Introduction
Radiological accidents or belligerent use of a nuclear device is an
ever-present global concern. Thus, the development of radiation
countermeasures that mitigate the acute radiation syndrome (ARS) is a
priority for every nation to protect first responders, the military, and
civilians at large. At this time, no FDA approved radiomitigator exists.

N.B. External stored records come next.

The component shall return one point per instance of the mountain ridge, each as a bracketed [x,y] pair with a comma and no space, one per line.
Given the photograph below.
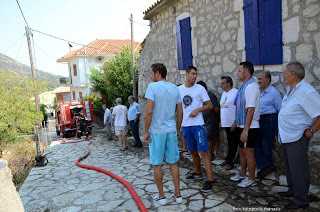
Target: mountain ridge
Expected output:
[9,64]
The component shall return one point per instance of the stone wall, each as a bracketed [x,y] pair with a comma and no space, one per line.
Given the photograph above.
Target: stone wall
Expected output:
[218,43]
[9,199]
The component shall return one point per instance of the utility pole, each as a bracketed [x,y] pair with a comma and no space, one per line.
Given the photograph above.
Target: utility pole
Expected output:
[34,76]
[133,68]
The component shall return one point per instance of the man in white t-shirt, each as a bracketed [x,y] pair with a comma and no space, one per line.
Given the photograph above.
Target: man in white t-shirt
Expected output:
[195,100]
[227,118]
[247,104]
[120,123]
[161,129]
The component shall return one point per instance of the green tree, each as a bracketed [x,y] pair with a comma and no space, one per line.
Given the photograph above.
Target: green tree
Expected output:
[114,80]
[17,110]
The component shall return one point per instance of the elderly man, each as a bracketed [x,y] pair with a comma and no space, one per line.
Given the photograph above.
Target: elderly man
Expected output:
[228,113]
[270,105]
[247,121]
[299,119]
[107,120]
[134,114]
[120,123]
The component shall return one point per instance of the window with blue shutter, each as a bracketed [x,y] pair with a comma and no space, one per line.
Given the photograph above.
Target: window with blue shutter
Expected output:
[184,44]
[263,31]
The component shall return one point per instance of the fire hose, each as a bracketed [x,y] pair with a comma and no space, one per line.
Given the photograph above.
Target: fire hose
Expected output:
[119,179]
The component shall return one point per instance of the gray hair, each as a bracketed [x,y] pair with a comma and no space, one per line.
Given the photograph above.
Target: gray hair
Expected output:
[267,74]
[297,68]
[118,100]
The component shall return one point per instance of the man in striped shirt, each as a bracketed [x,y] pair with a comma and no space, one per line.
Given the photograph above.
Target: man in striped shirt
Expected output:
[270,105]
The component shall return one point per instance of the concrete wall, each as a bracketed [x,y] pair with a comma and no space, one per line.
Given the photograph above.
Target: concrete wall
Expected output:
[218,45]
[9,199]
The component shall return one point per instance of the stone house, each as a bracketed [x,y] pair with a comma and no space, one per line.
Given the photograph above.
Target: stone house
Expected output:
[94,55]
[216,35]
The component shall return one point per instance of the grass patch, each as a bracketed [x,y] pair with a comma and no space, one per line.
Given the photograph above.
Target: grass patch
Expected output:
[20,156]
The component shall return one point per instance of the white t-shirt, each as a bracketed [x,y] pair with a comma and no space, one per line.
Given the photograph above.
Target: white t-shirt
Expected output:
[120,114]
[192,98]
[228,108]
[252,98]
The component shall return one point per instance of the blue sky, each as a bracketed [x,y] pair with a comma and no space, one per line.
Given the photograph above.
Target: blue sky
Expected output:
[81,21]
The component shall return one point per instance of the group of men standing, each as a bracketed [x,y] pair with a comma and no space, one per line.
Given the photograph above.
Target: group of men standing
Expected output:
[250,117]
[121,115]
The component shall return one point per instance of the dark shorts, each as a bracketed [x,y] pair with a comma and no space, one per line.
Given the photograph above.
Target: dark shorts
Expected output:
[212,132]
[196,138]
[252,136]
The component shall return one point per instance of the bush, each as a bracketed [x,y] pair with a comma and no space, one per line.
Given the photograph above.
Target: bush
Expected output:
[20,156]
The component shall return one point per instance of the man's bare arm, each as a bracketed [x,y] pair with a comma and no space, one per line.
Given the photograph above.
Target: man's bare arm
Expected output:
[147,120]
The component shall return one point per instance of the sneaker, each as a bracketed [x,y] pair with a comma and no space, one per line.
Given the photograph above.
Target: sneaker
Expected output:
[161,201]
[247,183]
[237,177]
[194,176]
[178,199]
[207,186]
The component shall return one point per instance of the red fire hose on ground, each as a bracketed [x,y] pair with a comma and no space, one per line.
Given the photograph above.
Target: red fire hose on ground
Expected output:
[133,193]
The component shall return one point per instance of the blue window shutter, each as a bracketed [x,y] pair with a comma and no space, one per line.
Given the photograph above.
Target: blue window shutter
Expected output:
[185,30]
[270,22]
[251,26]
[179,49]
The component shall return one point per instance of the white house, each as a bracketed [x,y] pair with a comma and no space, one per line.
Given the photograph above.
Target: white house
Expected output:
[92,55]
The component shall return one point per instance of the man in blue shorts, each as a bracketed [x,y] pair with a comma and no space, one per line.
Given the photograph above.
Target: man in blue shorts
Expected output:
[161,129]
[195,101]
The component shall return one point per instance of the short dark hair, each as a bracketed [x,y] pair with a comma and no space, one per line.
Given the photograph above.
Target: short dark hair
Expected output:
[248,66]
[160,68]
[203,84]
[228,80]
[131,97]
[191,68]
[297,68]
[268,75]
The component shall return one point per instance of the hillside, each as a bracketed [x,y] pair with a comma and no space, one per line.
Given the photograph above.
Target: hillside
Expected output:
[8,63]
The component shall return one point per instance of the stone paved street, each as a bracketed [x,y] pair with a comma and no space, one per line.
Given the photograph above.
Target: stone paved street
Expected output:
[62,186]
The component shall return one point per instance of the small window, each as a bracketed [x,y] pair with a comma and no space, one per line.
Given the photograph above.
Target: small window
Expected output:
[263,31]
[59,98]
[75,70]
[184,44]
[80,95]
[70,75]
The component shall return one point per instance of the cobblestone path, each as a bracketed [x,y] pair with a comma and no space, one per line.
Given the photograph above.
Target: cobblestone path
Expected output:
[63,186]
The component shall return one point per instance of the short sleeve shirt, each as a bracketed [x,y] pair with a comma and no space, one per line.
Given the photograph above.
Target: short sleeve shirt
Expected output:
[298,112]
[192,98]
[120,115]
[133,111]
[228,108]
[107,114]
[211,118]
[165,97]
[252,98]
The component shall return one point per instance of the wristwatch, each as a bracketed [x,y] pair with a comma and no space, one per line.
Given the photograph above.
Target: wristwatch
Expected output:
[311,130]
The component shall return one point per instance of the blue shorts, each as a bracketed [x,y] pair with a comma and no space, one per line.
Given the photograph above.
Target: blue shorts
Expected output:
[196,138]
[164,145]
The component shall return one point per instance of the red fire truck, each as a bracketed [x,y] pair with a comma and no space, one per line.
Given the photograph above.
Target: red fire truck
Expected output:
[67,116]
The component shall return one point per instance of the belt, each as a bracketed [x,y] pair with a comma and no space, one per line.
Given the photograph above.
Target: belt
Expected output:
[265,115]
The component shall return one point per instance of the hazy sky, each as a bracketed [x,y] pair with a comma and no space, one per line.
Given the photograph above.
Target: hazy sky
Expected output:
[81,21]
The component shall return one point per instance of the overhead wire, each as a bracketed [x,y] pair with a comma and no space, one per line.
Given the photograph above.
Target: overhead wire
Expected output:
[22,13]
[14,43]
[69,41]
[18,50]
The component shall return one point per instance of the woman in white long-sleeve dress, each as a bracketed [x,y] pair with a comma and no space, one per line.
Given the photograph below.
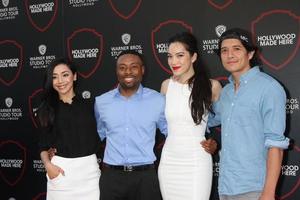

The gastrointestinal (GI) tract has been considered as a highly
vulnerable target of irradiation. The radiation-induced GI dysfunction
is commonly referred to as GI-ARS. GI-ARS is characterized by
rapid-onset diarrhea during the early stage of radiation injury,
followed by endotoxemia and bacteremia, leading to septicemia in the
later stage. The fact that endotoxemia and bacteremia are essential
events in the pathogenesis of ARS and the colonic bacteria are the
primary source of endotoxins highlights the critical importance of
colonic tissue injury in the pathogenesis of ARS. Endotoxemia and
bacteremia are significant factors involved in multiple organ
dysfunction in ARS.
Typically, the colonic epithelial tight junction and mucosal barrier
function prevent diffusion of endotoxins and bacteria from the lumen
into the colonic tissue (Anderson & Van Itallie, 2009; Rao, 2008; Van
Itallie & Anderson, 2006). The tight junction, a multiprotein complex
that seals the intercellular space of the epithelium, is tightly
regulated by cell signaling networks (Basuroy, Seth, Elias, Naren &
Rao, 2006; Basuroy, Sheth, Kuppuswamy, Balasubramanian, Ray & Rao,
2003; Rao, 2008; Rao, Basuroy, Rao, Karnaky Jr & Gupta, 2002; Seth,
Sheth, Elias & Rao, 2007; Sheth, Samak, Shull, Seth & Rao, 2009b;
Sheth et al., 2007). Occludin, one of the transmembrane protein
component of the tight junction, interacts with a scaffold protein ZO-1,
which is an essential interaction for the assembly and maintenance of
tight junction. Adherens junction is located beneath the tight junction
and is known to indirectly regulate the integrity of tight junction
(Rao, Seth & Sheth, 2004). The tight junction and adherens junction
integrated to the underlying actin cytoskeleton define the apical
junctional complex (AJC) of the epithelium. Our recent study indicated
that the tight junction and adherens junction of the mouse colon are
highly sensitive to radiation (Shukla et al., 2016). These junctions are
disrupted as early as two hours post-irradiation with sustained damage
lasting at least for five days. These findings emphasize the importance
of early disruption of colonic epithelial tight junction and barrier
dysfunction in leading to endotoxemia, bacteremia, and septicemia in
GI-ARS. Understanding the cellular and molecular mechanisms of this ARS
that we propose to designate as “Colonic Radiation Sub-syndrome” is
crucially important for the development of effective radiomitigators and
treatment strategies.
Lysophosphatidic acid (LPA) is a growth factor-like lipid mediator that
rescues cells from genotoxic stress, including radiation-induced
apoptosis and cellular injury in vitro and in vivo when
administered post-irradiation (Deng, Balazs, Wang, Van Middlesworth,
Tigyi & Johnson, 2002). Exogenously delivered LPA, due to its short
half-life in plasma (~9 min), is not suitable for use as
a therapeutic. However, stabilized analogs of LPA such as
Radioprotectin-1 [RP1, (Patil et al., 2014; Patil et al., 2015)]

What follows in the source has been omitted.